Bill painted outdoors, carrying supplies in an old LL Bean pack basket, turpentine in an old wine bottle, painting solutions held in old sardine cans, paints in a fishing tackle box. His love of life and painting, as well as his most marvelous sense of humor, captivated those who knew him.
Moise’s vibrant style, often with oil paint applied thinly, like watercolor, is identifiable immediately. Of painting in winter, outside, Moise said, “You don’t fiddle around with details…it is very difficult to determine when a painting is finished. If the wind comes along and takes it off the easel, I take that as an omen.”
Forget about pleasing anyone else (Moise wrote), or painting for anyone else…it is a question of how much one loves and needs to paint, how much one loves and is absorbed by the pursuit itself and not by considerations of fame or fortune
He wrote The Taste of Color, Touch of Love, publishing 1000 copies himself in 1970. Affluent summer visitors as well as local art lovers collected his paintings; his work was presented to Governors, Vice Presidents and embassies.

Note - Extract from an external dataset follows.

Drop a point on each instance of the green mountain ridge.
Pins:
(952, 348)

In 1972, movie producer Joe Levine, heading a group of four investors, purchased nearly all of Bill’s work (greater than 400 paintings), with a few favorites left in his possession. The paintings chosen by one of the four investors are now in the collection of the University of Maine at Orono.
In an interview in 1979, the interviewer had asked him what, besides painting, compelled his interest?” “Women and tennis,” he grinned.” Bill Moise died unexpectedly on August 6th, 1980, at the age of 58, during a game of doubles tennis.